Auch Chwojka bescheinigte dem SmED-System gute Noten. Er riet aber zu noch mehr „Points of Service“. Noch fehlten zu oft Alternativen zum Rettungsdienst 112. Helber lobte das niederösterreichische System als „sehr charmant“, weil es damit möglich sei, die Patient*innen sehr niederschwellig und schnell aufzuklären. Er sprach sich für eine bessere Steuerung des Zugangs zu den Notaufnahmen aus. Wenn Patient*innen nach längerer Zeit in der Warteschleife bei der 116117 niemanden erreichten, hängten verständlicherweise viele ein und gingen lieber direkt in die Klinik. Bogner-Flatz lobte das SmED-System und die Möglichkeit, damit immerhin fast ein Viertel der Patient*innen aus den Notaufnahmen abzuleiten als „sensationell“ – auch, weil die Patient*innen damit zufriedener seien. Wer sitze schon gern mehrere Stunden in der Notaufnahme, um auf die Triage zu warten. Zur Treffsicherheit in der Anamnese beim niederösterreichischen System konnte Chwojka keine Studienergebnisse nennen.
Hinzmann hinterfragte die standardisierte Notrufabfrage beim Telefonkontakt. Untersuchungen in Nürnberg hätten ergeben, dass eine Standardisierung zu mehr, nicht weniger, Notarzteinsätzen geführt habe. Erste Berichte über die Verwendung des SmED-Systems in Rettungsfahrzeugen seien allerdings extrem gut. Chwojka betonte, in Niederösterreich werde eine international anerkannte und qualitätsgesicherte Standardisierung angewendet, die in Deutschland nur an sehr wenigen Standorten verwendet werde. Leider gebe es am Markt auch weniger gute Standardisierungsprogramme. Dass ein Notruf von verschiedenen Menschen unterschiedlich beantwortet werde oder dass die Antwort davon abhänge, ob die Person am Telefon gerade gute oder schlechte Laune habe, dürfe nicht sein.

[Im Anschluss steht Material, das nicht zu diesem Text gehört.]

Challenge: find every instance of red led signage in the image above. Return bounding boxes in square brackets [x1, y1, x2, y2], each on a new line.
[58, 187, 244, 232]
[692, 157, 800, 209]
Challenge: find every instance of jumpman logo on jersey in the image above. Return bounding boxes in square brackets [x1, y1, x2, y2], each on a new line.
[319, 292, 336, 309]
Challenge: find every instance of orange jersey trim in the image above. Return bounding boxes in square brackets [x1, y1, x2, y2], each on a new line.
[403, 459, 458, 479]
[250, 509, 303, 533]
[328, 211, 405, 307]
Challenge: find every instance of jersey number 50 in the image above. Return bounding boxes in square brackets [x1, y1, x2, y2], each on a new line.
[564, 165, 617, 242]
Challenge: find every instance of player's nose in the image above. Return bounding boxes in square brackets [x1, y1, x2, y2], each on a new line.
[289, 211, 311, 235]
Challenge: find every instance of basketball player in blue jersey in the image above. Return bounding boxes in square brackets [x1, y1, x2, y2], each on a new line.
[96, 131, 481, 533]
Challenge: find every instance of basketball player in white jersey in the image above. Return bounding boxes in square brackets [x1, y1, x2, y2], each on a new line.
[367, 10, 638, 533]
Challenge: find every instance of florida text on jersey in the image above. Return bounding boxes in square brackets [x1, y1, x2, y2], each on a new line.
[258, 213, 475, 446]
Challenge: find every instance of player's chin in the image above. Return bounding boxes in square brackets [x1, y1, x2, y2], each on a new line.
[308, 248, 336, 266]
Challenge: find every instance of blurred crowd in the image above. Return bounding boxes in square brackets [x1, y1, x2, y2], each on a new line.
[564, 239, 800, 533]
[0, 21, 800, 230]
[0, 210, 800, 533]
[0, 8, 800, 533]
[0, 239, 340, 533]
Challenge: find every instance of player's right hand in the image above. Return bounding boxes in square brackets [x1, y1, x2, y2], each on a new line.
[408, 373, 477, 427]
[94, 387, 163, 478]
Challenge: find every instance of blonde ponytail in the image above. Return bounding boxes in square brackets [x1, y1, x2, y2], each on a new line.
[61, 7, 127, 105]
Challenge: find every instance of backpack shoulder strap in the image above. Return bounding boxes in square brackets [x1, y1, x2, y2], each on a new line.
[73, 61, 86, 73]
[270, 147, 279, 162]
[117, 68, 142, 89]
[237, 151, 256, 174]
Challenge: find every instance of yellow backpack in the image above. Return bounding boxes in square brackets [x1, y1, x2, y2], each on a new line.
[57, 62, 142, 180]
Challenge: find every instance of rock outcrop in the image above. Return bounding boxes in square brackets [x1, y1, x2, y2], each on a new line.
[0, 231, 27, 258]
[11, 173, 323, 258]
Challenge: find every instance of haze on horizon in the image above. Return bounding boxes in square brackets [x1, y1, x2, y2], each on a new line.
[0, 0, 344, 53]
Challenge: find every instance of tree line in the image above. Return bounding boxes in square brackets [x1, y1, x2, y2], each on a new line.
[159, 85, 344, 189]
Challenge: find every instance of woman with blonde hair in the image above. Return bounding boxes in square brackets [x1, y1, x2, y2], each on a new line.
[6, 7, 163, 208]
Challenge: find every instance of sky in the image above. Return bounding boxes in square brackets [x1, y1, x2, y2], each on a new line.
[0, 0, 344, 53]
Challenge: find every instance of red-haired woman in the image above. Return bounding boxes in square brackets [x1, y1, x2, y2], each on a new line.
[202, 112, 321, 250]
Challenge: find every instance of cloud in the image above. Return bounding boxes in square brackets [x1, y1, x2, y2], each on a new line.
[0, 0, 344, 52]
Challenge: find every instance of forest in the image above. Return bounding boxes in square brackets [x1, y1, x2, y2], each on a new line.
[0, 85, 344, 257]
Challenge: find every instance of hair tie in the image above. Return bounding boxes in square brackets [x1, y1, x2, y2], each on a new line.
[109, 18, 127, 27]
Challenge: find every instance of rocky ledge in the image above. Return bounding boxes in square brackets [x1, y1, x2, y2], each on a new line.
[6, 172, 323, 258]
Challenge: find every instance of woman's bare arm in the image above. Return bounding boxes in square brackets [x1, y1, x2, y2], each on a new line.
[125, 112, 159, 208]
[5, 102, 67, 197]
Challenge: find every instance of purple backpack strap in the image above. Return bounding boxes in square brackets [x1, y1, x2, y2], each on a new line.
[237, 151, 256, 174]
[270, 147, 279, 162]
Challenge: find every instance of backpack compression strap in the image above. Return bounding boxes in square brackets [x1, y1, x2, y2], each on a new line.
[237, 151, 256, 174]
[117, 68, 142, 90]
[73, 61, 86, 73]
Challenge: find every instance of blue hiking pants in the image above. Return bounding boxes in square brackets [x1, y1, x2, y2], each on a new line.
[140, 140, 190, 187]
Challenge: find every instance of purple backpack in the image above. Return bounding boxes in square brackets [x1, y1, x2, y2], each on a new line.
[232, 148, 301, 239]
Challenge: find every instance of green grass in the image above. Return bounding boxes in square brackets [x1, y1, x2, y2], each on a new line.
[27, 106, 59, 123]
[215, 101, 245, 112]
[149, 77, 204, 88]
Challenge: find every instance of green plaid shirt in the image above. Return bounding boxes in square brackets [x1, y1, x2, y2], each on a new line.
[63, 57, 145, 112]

Ein Delegierter wollte wissen, wie das Thema Datenschutz beim Notruf Niederösterreich angesichts der Verwendung sozialer Medien gelöst werde. „Deutschland hat den unfassbaren Drang, aus jeder Lösung ein Problem zu machen“, war Chwojkas lakonische Antwort. Datenschutz sei europäisches Recht, aber nur in Deutschland würden noch Faxgeräte zum Datenschutz eingesetzt. Die europäische Datenschutzgrundverordnung erlaube die Speicherung von Daten grundsätzlich immer, wenn es einen Grund dafür gebe, und diesen gebe es hier. Natürlich müsse man aber besonders auf Cybersicherheit achten, wenn man Daten in einer Cloud speichere.